HAS : quels diagnostic et prise en charge en cas d'épaule douloureuse ?

Particulièrement fréquentes et gênantes au quotidien, les douleurs de l'épaule sont dans près 70% des cas liées aux pathologies de la coiffe des rotateurs (tendinopathie, rupture…). Or, les études effectuées par l'Assurance Maladie et la HAS montrent que la prise en charge de la tendinopathie de la coiffe des rotateurs est souvent inadaptée, avec un recours trop fréquent à la chirurgie... D’où ces nouvelles recommandations.

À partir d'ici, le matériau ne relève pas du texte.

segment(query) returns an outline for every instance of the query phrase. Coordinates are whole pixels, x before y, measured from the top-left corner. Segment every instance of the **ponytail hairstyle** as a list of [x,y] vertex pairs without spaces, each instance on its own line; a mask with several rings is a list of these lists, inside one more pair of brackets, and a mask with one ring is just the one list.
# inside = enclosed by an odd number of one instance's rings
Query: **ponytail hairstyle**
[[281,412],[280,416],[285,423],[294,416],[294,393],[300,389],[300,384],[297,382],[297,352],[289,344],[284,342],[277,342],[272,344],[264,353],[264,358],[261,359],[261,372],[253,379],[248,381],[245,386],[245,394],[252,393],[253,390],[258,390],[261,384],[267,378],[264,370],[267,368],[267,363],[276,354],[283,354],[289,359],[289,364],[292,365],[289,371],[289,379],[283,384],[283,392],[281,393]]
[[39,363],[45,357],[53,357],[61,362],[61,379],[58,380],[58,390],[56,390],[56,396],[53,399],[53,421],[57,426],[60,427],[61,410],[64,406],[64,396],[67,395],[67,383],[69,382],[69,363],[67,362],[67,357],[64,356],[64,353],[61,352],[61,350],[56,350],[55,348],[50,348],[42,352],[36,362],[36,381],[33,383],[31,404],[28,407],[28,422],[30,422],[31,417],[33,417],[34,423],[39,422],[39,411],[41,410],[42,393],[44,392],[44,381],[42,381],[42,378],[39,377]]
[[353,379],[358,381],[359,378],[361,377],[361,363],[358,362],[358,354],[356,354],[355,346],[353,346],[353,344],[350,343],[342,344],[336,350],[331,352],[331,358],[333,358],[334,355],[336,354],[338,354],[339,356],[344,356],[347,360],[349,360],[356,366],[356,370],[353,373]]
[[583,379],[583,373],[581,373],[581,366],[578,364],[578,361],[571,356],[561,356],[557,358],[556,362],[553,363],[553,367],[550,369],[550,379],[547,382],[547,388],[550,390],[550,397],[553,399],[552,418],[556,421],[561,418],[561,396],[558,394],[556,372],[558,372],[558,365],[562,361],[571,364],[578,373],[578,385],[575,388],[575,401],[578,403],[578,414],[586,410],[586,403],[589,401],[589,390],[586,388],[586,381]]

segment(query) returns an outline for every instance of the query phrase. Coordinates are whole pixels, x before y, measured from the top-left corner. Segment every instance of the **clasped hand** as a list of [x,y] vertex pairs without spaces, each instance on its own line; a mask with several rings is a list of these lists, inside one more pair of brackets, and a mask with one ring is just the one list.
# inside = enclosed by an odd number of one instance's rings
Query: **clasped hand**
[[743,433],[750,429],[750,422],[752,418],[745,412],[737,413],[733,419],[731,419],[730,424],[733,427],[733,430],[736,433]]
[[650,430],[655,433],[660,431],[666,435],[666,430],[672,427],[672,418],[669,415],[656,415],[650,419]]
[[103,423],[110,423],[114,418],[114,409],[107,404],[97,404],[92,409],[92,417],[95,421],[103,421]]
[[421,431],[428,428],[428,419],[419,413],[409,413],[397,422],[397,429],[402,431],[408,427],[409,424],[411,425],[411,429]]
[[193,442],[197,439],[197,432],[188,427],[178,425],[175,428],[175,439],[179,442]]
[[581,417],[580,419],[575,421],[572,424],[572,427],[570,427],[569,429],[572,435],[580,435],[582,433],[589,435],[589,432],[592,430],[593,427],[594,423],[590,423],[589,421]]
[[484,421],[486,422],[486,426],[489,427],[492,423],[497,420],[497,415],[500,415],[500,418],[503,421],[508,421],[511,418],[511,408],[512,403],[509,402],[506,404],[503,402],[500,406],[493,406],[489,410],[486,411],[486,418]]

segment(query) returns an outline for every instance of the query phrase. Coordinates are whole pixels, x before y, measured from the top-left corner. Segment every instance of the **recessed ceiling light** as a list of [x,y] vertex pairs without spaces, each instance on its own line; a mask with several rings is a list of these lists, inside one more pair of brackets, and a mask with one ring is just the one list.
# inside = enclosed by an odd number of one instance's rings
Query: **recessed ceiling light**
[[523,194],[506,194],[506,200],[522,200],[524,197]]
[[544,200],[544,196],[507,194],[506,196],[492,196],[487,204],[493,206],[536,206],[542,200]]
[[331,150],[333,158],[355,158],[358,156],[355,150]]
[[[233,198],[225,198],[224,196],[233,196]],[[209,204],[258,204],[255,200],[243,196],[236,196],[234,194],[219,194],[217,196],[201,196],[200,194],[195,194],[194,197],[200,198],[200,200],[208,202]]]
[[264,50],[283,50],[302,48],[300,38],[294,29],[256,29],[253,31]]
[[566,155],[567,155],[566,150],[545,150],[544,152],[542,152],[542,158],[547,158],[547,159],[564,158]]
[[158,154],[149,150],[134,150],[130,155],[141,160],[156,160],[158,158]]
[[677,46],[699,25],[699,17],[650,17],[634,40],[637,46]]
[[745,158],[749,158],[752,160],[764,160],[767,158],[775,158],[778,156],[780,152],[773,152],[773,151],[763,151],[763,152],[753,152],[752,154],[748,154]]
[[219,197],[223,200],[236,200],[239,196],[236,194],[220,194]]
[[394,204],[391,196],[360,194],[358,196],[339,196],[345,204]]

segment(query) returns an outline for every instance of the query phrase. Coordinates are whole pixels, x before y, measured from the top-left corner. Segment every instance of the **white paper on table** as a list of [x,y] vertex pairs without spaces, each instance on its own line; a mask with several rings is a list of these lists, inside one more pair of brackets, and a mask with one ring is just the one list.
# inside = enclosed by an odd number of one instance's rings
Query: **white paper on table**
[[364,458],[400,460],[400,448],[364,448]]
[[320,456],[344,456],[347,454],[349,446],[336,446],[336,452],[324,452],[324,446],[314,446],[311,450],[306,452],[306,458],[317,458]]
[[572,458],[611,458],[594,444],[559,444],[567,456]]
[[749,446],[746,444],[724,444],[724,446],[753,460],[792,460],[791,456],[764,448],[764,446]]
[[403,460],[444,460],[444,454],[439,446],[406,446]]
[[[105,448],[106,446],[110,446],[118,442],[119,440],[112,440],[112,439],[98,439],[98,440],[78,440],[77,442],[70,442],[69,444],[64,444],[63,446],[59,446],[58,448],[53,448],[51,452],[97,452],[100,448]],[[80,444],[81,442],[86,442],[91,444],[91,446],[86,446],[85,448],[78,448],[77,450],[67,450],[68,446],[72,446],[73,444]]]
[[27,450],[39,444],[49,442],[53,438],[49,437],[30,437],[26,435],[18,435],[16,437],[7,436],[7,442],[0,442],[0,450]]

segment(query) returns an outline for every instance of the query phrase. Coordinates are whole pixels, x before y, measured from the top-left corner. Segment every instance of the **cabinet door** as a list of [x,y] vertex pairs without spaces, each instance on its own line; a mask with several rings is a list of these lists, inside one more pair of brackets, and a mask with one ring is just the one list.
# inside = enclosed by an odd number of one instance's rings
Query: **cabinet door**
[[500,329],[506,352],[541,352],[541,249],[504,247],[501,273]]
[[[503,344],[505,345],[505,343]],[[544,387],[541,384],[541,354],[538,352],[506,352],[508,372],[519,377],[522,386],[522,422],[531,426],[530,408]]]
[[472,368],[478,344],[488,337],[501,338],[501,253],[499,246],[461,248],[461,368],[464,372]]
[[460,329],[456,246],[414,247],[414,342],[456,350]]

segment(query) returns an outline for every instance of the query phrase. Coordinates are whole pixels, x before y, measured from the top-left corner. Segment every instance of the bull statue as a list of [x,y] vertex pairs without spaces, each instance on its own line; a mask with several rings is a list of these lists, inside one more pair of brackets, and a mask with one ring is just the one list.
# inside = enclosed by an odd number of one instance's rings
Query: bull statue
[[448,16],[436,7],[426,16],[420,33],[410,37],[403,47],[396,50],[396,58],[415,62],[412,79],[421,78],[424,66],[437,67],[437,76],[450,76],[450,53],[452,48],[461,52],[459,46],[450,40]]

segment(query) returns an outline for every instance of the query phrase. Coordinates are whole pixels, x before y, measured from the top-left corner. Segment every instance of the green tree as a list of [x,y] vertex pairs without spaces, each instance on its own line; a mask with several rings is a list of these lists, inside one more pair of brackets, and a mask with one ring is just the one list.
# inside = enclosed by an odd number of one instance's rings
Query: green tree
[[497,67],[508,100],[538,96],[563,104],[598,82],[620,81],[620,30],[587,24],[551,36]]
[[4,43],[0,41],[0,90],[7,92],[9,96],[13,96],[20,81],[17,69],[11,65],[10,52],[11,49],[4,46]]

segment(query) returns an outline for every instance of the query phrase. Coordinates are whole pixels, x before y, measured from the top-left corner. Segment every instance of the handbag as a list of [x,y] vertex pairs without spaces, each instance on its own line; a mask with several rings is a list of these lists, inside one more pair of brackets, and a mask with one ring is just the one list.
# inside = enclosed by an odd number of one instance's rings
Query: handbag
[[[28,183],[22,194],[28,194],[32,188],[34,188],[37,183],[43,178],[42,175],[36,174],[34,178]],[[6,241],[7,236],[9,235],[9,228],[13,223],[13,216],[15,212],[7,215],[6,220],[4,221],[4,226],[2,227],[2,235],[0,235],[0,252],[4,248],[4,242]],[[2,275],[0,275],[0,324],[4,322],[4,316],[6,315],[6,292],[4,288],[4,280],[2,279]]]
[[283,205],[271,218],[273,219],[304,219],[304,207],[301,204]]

Avant d’aller plus loin, rappelons que la coiffe des rotateurs est un ensemble musculaire et tendineux qui joue un rôle crucial dans notre épaule. Pour ses mouvements et sa stabilité.
 
Comme on le sait, les atteintes dégénératives deviennent fréquentes et augmentent avec l'avancée en âge. Si elles ne sont pas toujours symptomatiques, elles le deviennent un jour ou l’autre et représentent jusqu'à 70% des douleurs d'épaule.
 
Les patients peuvent alors présenter une douleur, une raideur ou une faiblesse de l'épaule, ce qui retentit sur la vie quotidienne…Ainsi, en 2019, les atteintes de la coiffe des rotateurs représentaient près du tiers des maladies professionnelles reconnues.
 
Alors que la HAS a déjà émis trois recommandations pour améliorer la prise en charge de cette pathologie, l'Assurance Maladie a constaté en 2016 qu'elles n'étaient pas suffisamment suivies. En effet, un quart des patients était opéré de la coiffe des rotateurs sans avoir reçu, au préalable, le traitement médical adapté.
 
La HAS met donc en place de nouvelles recommandations pour améliorer les soins prodigués aux patients souffrant de douleurs de l'épaule. Elle rappelle l'importance de l'examen clinique, essentiel pour poser un diagnostic et recommande la mise en place de traitements non chirurgicaux (médicamenteux et non médicamenteux) pour optimiser leur prise en charge.
 
Devant une épaule douloureuse récente et non traumatique, il convient de prioriser l'examen clinique pour poser un diagnostic, éliminer les diagnostics alternatifs et évaluer le retentissement des symptômes sur le quotidien du patient.
 
La prescription d'imagerie ne doit être envisagée que si l'examen clinique conduit à suspecter une pathologie sévère. En première intention, il est recommandé de procéder à des radiographies de l'épaule douloureuse afin de rechercher des calcifications et d'autres pathologies pouvant expliquer la douleur.
 
En l'absence d'élément évocateur d'une pathologie sévère à l'examen clinique, et sachant qu'environ un quart des douleurs d'épaule s'amélioreront spontanément en 4 à 6 semaines, ces radiographies sont indiquées en cas de persistance des symptômes au-delà de ce laps de temps, avec ou sans traitement. En l'absence de nouveaux événements cliniques, il n'est pas nécessaire de les renouveler.
 
En premier lieu, la HAS rappelle que la chirurgie n'a pas d'intérêt dans la tendinopathie non rompue de la coiffe des rotateurs. Elle recommande l'association d'un traitement médicamenteux et non médicamenteux (kinésithérapie, éducation et conseils de prévention) prescrit en plusieurs étapes, selon l'évolution des symptômes.
 
Le recours à un médecin spécialiste de l'épaule (rhumatologue, médecin de médecine physique et de réadaptation, médecin du sport ou chirurgien orthopédique) est utile en l'absence d'évolution favorable des symptômes.
 
Si le traitement par kinésithérapie et injections de dérivés cortisonés échoue, une échographie de l'épaule peut être prescrite pour affiner le diagnostic et adapter la prise en charge thérapeutique.
 
Dans les cas où l'échographie ne fournit pas une explication satisfaisante des symptômes ou en présence d'une forte suspicion de rupture tendineuse, une IRM, réalisée par un radiologue peut être envisagée, sauf en cas de contre-indication à l'IRM.